Gartner is out with their “Top 25” list of supply chain performers for 2017. Number 1 is Unilever, followed by McDonalds, Inditex, Cisco Systems, and H&M. Scroll all the way through and there is no doubt: it’s an impressive and diverse group of high performing supply chains.
Yet there is a conspicuous gap. Where are the government supply chains? Where are the defense folks? Where are the NGO’s? In Gartner’s defense, stories of ineffective performance in government, defense, and NGO procurement are common. But does that mean that all of these supply chains are inherently poor performers? Or is Gartner the victim of tunnel vision and selection bias?
The government establishment is surely guilty of tunnel vision. According to Forbes magazine, “The Pentagon has long relied on the incumbent Beltway-centric contractors, which build overpriced, underperforming, custom-made products.”
Insular thinking and tunnel vision are dangerous.
I browsed through the Gartner results sitting in a Starbucks – another company recognized on this year’s Top 25 list. I was nibbling on a muffin, drinking coffee, and sipping from a carton of milk. The milk came in one of those boxy cartons, where you push the straw through a hole in the top, using the straw that comes taped to the side of the carton.
Then the light bulb came on. I first became acquainted with that style of packaging in Iraq, sitting in a Forward Operating Base (FOB) military dining facility (DFAC) eating dinner in 2007. That fresh milk outside of Baghdad was not sourced locally. That milk came, along with fresh fruit, vegetables and just about everything else we ate, all the way from the West.
That high performance supply chain was managed by a private sector service provider under a government contract. Fresh milk, fresh fruits, and fresh vegetables served in a barren, scorching, desert war zone, delivered by a private sector defense contractor. Why aren’t there any government supply chain actors on Gartner’s list?
Consider Boeing. These are the folks who, among other things, support NASA and help keep the crews on the International Space Station supplied. Now that’s a logistics challenge that few others have ever tackled.

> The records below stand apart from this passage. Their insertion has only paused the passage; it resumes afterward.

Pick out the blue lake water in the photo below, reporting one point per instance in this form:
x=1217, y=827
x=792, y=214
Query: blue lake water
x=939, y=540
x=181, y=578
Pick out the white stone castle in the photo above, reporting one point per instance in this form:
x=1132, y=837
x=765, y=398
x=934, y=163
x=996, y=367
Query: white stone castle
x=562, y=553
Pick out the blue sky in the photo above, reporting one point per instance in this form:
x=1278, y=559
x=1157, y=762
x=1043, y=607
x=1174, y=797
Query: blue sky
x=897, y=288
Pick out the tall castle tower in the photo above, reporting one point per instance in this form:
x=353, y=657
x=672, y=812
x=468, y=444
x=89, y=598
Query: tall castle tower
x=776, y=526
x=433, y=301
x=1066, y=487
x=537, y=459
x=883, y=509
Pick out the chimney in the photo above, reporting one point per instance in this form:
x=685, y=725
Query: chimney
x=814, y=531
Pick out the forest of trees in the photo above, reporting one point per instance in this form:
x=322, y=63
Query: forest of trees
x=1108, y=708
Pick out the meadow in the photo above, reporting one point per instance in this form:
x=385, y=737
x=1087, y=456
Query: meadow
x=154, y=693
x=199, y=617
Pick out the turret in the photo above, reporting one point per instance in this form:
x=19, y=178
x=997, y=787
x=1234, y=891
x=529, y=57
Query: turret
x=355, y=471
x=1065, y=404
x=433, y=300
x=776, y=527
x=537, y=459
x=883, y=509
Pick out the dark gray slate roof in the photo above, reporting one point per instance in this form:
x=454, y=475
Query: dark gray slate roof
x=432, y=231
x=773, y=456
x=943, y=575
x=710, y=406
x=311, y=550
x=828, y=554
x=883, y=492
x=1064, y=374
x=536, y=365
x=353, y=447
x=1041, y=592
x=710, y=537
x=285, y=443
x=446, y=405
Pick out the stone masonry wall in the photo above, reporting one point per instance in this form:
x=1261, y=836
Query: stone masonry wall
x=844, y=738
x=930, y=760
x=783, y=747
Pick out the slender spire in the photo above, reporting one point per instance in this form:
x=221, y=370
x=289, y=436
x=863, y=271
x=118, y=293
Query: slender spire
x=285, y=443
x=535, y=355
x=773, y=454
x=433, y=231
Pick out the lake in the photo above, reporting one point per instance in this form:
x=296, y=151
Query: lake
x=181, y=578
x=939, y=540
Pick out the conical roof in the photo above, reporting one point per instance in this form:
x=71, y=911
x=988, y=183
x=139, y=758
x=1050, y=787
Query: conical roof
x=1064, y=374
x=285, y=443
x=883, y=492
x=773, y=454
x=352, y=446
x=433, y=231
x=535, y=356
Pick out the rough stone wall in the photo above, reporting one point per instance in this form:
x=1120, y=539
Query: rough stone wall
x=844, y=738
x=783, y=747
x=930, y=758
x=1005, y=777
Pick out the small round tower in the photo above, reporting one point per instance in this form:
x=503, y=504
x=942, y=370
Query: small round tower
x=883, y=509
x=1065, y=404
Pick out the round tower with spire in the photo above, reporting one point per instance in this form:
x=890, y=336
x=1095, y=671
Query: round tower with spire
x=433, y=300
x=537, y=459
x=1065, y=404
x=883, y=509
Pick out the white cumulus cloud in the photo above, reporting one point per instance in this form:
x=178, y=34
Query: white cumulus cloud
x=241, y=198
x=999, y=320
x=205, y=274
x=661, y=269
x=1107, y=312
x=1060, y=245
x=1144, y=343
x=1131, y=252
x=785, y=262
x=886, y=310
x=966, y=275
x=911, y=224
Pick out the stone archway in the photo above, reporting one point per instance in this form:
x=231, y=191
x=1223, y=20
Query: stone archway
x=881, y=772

And then there is Lockheed Martin. As far as I can tell, LMCO is the last government contractor to crack the Gartner “Top 25” list, back in 2010. They remain formidable logisticians, providing supply chain services at a high operational tempo, from Korea to Southwest Asia, but they do no crack the list.
And let’s not forget The American Red Cross. Quoting directly from their website, “From small house fires to multi-state natural disasters, the American Red Cross goes wherever we’re needed, so people can have clean water, safe shelter and hot meals when they need them most.”
Looping back to Gartner’s list, it is impressive and there are lessons to be learned from everybody on that list. That said, high performance supply chains do not necessarily have high inventory turns or align to “corporate social responsibility goals,” as selected and applied by Gartner. The metrics used by Gartner may be appropriate for some organizations, but not all sectors fit the Wall Street template.
Supply chains success is about delivering high impact outcomes, and while that may be congruent with commercial success, it is not synonymous.
Government spending accounts for something like a third of Gross Domestic Product, and while not as big as the private sector it is significant. NGOs perform many “hard to do” functions that save and preserve lives in emergency and austere environments. To fulfill their missions, government contractors and NGO’s often need world class supply chain capabilities.
To have a full spectrum view of logistics excellence, don’t ignore the Defense Contracts and NGO’s.